Sicilian cuisine, real art appreciated all over the world. Its origins are ancient and strongly connected to the historical and cultural events of the island. Over the centuries, this particular style has taken on the characteristics that have made it unique, enriching itself with flavors and dishes. The contributions of the peoples who have passed from Sicily are evident: handed down from generation to generation, it represents a source of pride and pride for the Sicilians and an important tourist attraction. Let’s deepen today the history of Sicilian cuisine: it is a way to get to know Sicily and understand its identity more fully.
Sicilian Cuisine History
The first written records of Sicilian cuisine date back to the Greek era. Numerous works by Greek scholars tell the story of the Siceliots and their eating habits. To make Sicilian cuisine famous in the Greek cities was ancient Syracuse. Local cooks were in great demand in Athens, Sparta, and Corinth, as they were considered the most skilled. Sicily, some essential personalities of the culinary world were born, such as Labdaco of Syracuse and Miteco Siculo. They wrote the first cookbook in history, as well as Archestrato of Gela, considered the father of culinary art critics.
The most popular food in Sicilian antiquity was fish. Great importance, then, was the olive tree and the vineyards. Still, the island has always been rich in wheat. The influence of the Roman Empire brought some habits and techniques to Sicily, such as fish farming. The bread was already known since the times of the Greeks but took on new forms over the centuries. In particular, it was cooked on the brazier and then dipped in wine sweetened with honey.
The Arabs and the Normans
The Arabs brought a great revolution to Sicilian cuisine. They brought ancient crops, such as oranges and lemons (to name two). Again, they introduced sugar cane, rice, and various recipes and preparations. They were the first to distill liqueurs. Also, in this period, the Sicilian pasta production technique continued to be refined. In history, the first sea and mountain dish was born in Syracuse: an Arab cook, to feed the army, decided to prepare them a dish consisting of pasta with sardines, mixed with wild fennel and pine nuts.
Jewish communities also left their mark on Sicilian cuisine. It was they who introduced the custom of kashrut, or of eating correctly. They are responsible for introducing garlic fried with olive oil in the sauce. The Normans, coming from Northern Europe, brought the gastronomy of the game. There are also French influences in Sicilian cuisine, such as onion instead of garlic for sauces or more pleasing sauces or shortcrust pastry. The Aragonese introduced fried preparations in the 13th century. From trade with China and India, on the other hand, came the aubergines. The Spaniards reached the sponge cake while, after the colonization of the Americas, tomatoes, cocoa, corn, and other products arrived.
The modern era
The eighteenth-century fashion of having monsù (professional cooks) spread among the islanders in monarchical France. The two Sicilian gastronomic cultures, the baronial one and the popular one, met thanks to these monsù. The nobles almost always had women in charge of cleaning the house and cooking. Monsu’ lived on the basement floor reserved for the ordinary servants, but in the same palace as the nobles.

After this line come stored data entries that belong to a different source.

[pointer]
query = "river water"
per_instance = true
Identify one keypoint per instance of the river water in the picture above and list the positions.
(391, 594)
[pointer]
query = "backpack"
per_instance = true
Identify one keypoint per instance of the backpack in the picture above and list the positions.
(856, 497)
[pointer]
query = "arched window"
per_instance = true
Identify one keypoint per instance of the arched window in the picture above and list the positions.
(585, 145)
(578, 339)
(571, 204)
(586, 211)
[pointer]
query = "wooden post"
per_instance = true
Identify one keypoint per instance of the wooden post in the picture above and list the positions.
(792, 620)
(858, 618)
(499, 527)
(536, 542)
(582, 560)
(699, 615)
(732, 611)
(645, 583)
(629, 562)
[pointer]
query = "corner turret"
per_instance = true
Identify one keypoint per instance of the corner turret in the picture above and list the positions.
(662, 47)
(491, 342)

The cooks monsù and the commoners often met in the kitchen, following their masters’ directions, who frequently asked to mix the rich cuisine’s flavors with those of the poor. Still, more traditional cuisine that is authentic of Sicily.
In 1800 the Sicilian tuna traps saw the maximum expansion, then they fell into disuse, and the tuna fishing had a notable decrease. In the Bourbon era, Sicilian cuisine already had an apparent identity. However, Neapolitans and Sicilians have had many connections in the culinary field: at that time. Naples had already invented the pizza Margherita which soon reached Sicily. With the unity of Italy, then, the customs of the North arrived on the island. Decade after decade, we have come to Sicilian cuisine as we know it today: a remarkable concentration of wisdom and taste. The classic traditional recipes are still appreciated, and in great demand, as is street food, a delicacy is known worldwide.